I need to open PDF file is aspose.Words and then I need to do some operations using aspose.words api. Hence I am using following code to open the document.
PdfLoadOptions pdfLoadOptions = new PdfLoadOptions();
Document document = new Document(path, pdfLoadOptions);
However, I am unable to find table of content, table of list or table of figures in opened document. Is there any option to recognize these fields from PDF? I saved document and compare the result, it is importing TOC but in plain text, I can not update TOC.
When you open a PDF document using Aspose.Words, the Table of Contents (TOC), Table of Figures, and similar fields may not be recognized as interactive elements. Instead, they are imported as plain text, which means you cannot update them as you would in a Word document.
Currently, Aspose.Words does not support the direct recognition or manipulation of TOC fields from PDF files. The TOC is typically generated in Word documents and may not retain its functionality when converted to PDF and then back to Word format.
If you need to work with TOC in a Word document, you might consider creating the TOC programmatically after importing the content. Here’s a basic example of how to create a TOC in a Word document using Aspose.Words:
Document doc = new Document("path/to/your/document.docx");
// Ensure the document has headings for the TOC
doc.UpdateFields(); // This will update the TOC if it exists
// Save the document
doc.Save("path/to/your/updated_document.docx");
In this example, the UpdateFields method is used to refresh the TOC if it exists in the document. However, since your original document is a PDF, you will need to manually create the TOC after importing the content.

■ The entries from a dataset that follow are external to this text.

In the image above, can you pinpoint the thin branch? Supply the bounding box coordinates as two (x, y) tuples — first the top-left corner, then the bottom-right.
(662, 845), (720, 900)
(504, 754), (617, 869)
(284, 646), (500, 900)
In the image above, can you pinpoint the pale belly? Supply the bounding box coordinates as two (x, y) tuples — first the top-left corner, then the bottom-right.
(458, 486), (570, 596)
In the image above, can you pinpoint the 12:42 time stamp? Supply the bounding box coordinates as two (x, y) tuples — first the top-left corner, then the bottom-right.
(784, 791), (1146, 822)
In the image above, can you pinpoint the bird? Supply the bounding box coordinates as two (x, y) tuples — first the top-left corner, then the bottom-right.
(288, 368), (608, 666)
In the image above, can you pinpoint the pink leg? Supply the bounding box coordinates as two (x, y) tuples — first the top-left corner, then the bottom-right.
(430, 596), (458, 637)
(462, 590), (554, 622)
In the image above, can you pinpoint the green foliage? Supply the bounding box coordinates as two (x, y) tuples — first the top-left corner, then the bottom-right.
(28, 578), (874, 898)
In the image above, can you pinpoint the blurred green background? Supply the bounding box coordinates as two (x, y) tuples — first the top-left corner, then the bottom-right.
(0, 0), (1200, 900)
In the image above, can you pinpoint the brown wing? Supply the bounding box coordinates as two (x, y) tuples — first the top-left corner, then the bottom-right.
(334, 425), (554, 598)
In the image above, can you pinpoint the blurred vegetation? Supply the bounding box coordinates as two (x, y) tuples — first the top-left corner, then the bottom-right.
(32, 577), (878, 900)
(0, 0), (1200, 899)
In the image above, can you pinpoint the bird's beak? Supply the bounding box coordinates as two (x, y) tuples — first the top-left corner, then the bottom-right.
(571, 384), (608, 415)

For further assistance, you may want to explore the Aspose.Words documentation or community forums for more specific use cases related to TOC handling.

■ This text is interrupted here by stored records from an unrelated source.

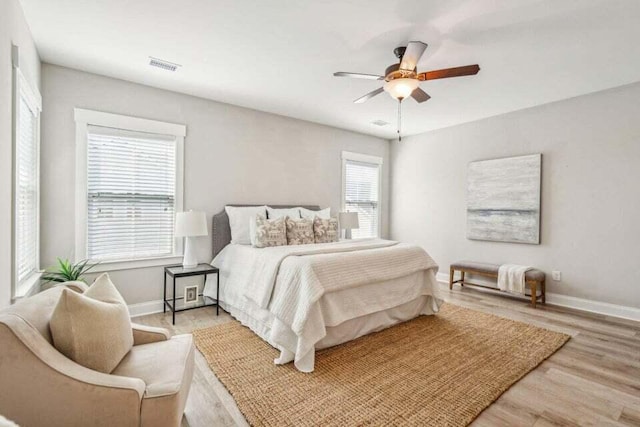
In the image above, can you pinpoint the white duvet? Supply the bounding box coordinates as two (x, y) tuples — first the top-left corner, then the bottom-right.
(205, 239), (442, 372)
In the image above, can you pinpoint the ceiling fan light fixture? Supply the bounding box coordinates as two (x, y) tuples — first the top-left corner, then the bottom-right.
(384, 78), (420, 100)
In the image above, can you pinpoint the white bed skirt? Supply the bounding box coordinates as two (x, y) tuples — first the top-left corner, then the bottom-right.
(205, 270), (442, 372)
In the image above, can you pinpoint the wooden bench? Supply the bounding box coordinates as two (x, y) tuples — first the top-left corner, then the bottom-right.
(449, 261), (546, 308)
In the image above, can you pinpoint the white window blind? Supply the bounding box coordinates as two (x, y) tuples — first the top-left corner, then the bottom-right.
(15, 91), (38, 283)
(344, 159), (380, 238)
(86, 125), (176, 260)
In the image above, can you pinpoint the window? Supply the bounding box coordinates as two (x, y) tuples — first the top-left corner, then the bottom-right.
(342, 151), (382, 238)
(13, 46), (41, 297)
(76, 109), (184, 266)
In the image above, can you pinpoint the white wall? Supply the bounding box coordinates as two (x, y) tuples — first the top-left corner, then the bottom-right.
(41, 64), (389, 304)
(0, 0), (40, 308)
(390, 83), (640, 307)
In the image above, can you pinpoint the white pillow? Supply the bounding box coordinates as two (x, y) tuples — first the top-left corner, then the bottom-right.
(298, 208), (331, 219)
(224, 206), (267, 245)
(267, 206), (302, 219)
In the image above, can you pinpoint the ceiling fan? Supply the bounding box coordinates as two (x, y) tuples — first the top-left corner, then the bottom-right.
(333, 41), (480, 140)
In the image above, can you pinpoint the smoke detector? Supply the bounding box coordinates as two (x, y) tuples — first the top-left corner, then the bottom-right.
(149, 56), (182, 71)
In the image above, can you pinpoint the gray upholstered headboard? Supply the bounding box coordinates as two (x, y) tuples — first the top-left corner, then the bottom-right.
(211, 205), (320, 258)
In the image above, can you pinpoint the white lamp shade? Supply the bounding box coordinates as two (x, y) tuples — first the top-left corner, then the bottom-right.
(176, 211), (209, 237)
(338, 212), (360, 230)
(383, 78), (420, 99)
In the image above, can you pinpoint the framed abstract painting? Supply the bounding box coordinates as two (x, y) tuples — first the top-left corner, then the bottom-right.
(467, 154), (542, 244)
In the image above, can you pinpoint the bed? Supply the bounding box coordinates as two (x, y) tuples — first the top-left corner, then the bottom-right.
(204, 205), (442, 372)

If you have any more questions or need further clarification, feel free to ask!
@GFari
We have opened the following new ticket(s) in our internal issue tracking system and will deliver their fixes according to the terms mentioned in Free Support Policies.
Issue ID(s): WORDSNET-27353
You can obtain Paid Support Services if you need support on a priority basis, along with the direct access to our Paid Support management team.

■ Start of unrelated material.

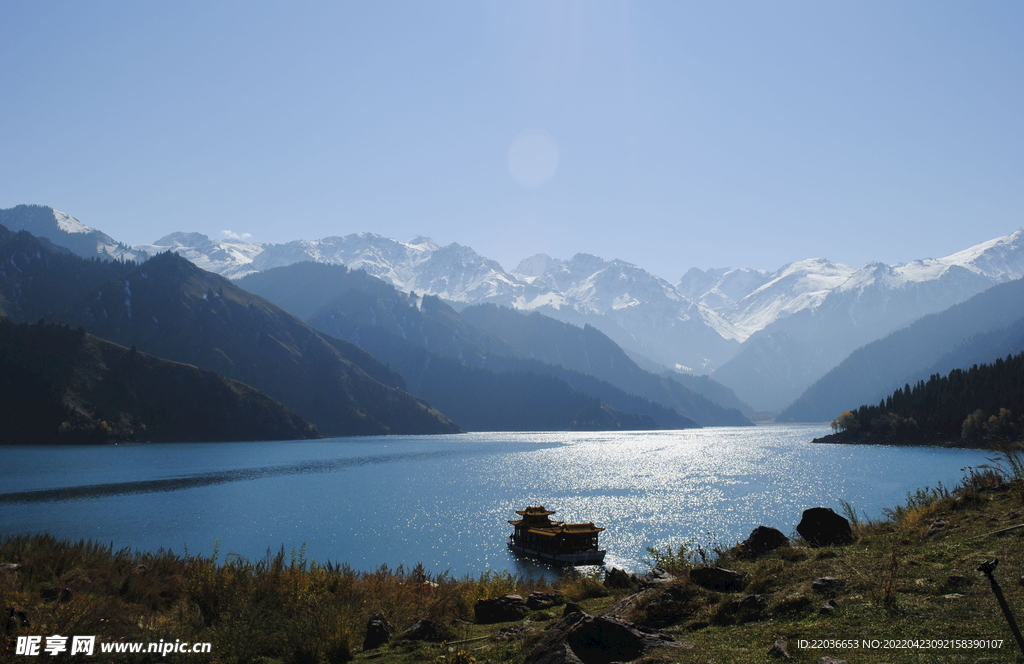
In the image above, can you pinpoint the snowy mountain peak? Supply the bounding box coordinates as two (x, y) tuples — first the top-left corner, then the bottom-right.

You should note, Aspose.Words is designed to work with MS Word documents. MS Word documents are flow documents and they have structure very similar to Aspose.Words Document Object Model . On the other hand PDF documents are fixed page format documents. While loading PDF document Fixed Page Document structure is converted into the Flow Document Object Model. Unfortunately, such conversion does not guaranty 100% fidelity and might be quite resource consuming.
Also in PDF document there is actually no TOC concept. It is represented as a set of cross-references and they are exported as such to DOCX.